If so, you’re not alone in your anger. If the statistics are accurate, we are a nation boiling with rage.
In an online poll of our sister magazine, Healthy, nearly 40 per cent of respondents said inconsiderate drivers wound them up the most, with bad restaurant service in second place. These figures mirror national bugbears; the British Association of Anger Management (BAAM) reveals that a massive 80 per cent of UK drivers have experienced road rage, 70 per cent of us swear at our computers, and 60 per cent of us have even admitted to decor rage — furious arguments over decorating. But why is it happening? Well, rocketing stress levels certainly don’t help. Government figures say up to five million people in the UK feel ‘very’ or ‘extremely’ stressed by their jobs.
Alternatively, the statistics could simply mean we’re becoming more open about our emotions — at least, that’s what Sue Weston, a life coach who runs anger management workshops, hopes.
`Dissatisfaction has always been part of our lives,’ she says. `Perhaps there’s just less stigma associated with admitting it these days. Admission is the first step.’
But as long as you don’t punch anyone, does anger matter? Yes!

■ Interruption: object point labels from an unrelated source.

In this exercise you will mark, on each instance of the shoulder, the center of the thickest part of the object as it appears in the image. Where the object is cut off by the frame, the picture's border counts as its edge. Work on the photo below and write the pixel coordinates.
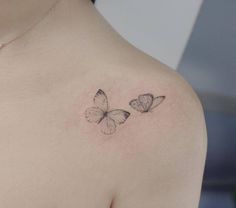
(164, 149)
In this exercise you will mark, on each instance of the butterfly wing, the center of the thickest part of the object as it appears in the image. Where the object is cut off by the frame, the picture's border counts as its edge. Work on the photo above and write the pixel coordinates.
(146, 101)
(136, 105)
(101, 101)
(118, 116)
(108, 126)
(94, 114)
(157, 101)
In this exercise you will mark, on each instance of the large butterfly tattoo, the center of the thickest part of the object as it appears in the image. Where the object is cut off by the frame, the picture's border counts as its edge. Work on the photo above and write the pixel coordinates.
(100, 114)
(146, 102)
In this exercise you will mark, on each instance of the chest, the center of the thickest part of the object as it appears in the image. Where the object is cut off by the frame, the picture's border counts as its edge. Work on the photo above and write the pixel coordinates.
(41, 166)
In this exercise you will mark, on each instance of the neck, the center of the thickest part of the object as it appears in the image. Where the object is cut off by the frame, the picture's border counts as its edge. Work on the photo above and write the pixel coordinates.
(71, 41)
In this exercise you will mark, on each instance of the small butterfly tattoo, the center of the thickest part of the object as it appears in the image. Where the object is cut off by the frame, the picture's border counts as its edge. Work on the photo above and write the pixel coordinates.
(100, 114)
(146, 102)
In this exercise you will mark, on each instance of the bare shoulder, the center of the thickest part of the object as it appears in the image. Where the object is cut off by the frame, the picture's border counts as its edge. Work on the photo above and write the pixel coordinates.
(163, 142)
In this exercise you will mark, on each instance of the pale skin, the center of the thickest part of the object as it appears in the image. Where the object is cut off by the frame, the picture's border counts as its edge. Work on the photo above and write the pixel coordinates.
(50, 156)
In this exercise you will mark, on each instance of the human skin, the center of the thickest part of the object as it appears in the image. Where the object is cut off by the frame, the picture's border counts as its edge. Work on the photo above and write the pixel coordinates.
(50, 156)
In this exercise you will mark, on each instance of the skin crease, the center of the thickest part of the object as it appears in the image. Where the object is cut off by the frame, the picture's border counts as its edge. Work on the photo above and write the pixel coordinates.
(50, 156)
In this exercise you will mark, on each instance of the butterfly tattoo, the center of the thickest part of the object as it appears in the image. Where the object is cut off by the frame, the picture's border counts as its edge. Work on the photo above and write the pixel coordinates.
(146, 102)
(100, 114)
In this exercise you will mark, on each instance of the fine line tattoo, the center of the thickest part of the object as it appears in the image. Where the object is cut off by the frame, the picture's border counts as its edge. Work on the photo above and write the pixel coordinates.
(100, 114)
(146, 102)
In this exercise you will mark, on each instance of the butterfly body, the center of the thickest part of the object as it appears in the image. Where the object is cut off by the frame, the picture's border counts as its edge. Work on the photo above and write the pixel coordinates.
(100, 114)
(146, 102)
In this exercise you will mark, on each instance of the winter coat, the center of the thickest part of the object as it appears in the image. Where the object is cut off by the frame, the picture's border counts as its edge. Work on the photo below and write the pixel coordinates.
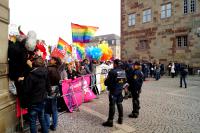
(54, 75)
(37, 85)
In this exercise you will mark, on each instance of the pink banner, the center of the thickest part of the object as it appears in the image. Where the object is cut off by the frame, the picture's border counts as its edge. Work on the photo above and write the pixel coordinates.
(19, 110)
(88, 93)
(77, 91)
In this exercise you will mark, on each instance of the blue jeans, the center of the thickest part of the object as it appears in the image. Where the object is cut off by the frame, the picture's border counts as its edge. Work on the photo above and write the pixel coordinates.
(157, 76)
(54, 112)
(182, 78)
(37, 110)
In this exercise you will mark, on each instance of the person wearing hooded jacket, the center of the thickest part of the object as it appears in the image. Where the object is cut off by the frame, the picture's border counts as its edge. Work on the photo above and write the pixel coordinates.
(51, 103)
(115, 81)
(37, 88)
(135, 81)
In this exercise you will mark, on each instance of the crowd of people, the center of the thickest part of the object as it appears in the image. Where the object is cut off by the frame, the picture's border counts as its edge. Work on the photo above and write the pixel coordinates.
(38, 83)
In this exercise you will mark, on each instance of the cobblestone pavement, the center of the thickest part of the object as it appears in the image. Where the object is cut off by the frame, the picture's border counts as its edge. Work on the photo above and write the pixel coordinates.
(165, 108)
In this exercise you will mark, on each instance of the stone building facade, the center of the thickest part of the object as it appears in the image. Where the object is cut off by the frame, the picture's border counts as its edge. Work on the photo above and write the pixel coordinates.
(113, 42)
(7, 102)
(162, 30)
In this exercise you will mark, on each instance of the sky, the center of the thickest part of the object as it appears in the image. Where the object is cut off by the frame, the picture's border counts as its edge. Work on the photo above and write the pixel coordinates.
(52, 19)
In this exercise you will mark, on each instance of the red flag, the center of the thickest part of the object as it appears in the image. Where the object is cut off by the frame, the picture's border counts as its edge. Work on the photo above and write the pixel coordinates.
(57, 53)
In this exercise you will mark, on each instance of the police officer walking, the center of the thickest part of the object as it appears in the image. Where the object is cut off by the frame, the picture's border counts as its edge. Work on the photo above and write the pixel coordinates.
(135, 81)
(115, 80)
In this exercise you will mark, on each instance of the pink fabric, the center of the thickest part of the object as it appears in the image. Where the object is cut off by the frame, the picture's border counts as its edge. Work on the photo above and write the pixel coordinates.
(88, 93)
(72, 96)
(77, 91)
(19, 110)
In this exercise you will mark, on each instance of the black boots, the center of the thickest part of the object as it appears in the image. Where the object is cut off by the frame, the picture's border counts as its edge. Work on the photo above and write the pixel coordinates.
(120, 121)
(108, 123)
(133, 116)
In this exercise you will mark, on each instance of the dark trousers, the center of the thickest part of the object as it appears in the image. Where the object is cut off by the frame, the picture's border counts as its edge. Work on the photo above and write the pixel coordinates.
(136, 102)
(37, 110)
(182, 78)
(51, 110)
(115, 100)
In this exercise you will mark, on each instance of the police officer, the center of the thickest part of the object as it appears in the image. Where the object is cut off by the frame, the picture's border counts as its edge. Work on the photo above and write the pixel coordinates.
(135, 81)
(115, 80)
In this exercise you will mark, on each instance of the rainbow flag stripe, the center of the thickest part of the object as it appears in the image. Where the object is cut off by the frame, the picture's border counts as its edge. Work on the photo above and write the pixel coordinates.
(80, 50)
(81, 33)
(62, 45)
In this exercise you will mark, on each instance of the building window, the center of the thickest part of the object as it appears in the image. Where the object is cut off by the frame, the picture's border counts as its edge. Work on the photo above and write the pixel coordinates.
(193, 6)
(143, 44)
(189, 6)
(131, 19)
(147, 15)
(166, 10)
(113, 41)
(182, 41)
(185, 6)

`Anger is a very normal, usually healthy, emotion and it is the way we instinctively respond to threats,’ says clinical psychologist Dr Simone Fox. Historically, it has also driven social change, such as abolishing slavery or fighting for female equality. But if little things often drive you to breaking point, you may need to take action.
`While small to moderate amounts of anger can be channelled in a constructive way, frequent and intense bouts can be downright destructive,’ says Dr Fox.
But, say the experts, it’s the way anger is expressed, not the anger itself, that’s the problem. Not knowing how to handle anger means it’s never dealt with properly and you’ll get more wound up.
`Keeping your anger inside and quietly seething away is just as bad for you as reacting with verbal or physical aggression,’ says Weston. You can keeping your anger level down with natural treatments – learn more here.
If you suppress your anger, you can become hostile, miserable and resentful towards the person who’s making you angry. Aggression has obvious consequences. In both these cases, we can see an inappropriate way of dealing with anger and, if this becomes the norm, your health can really start to suffer.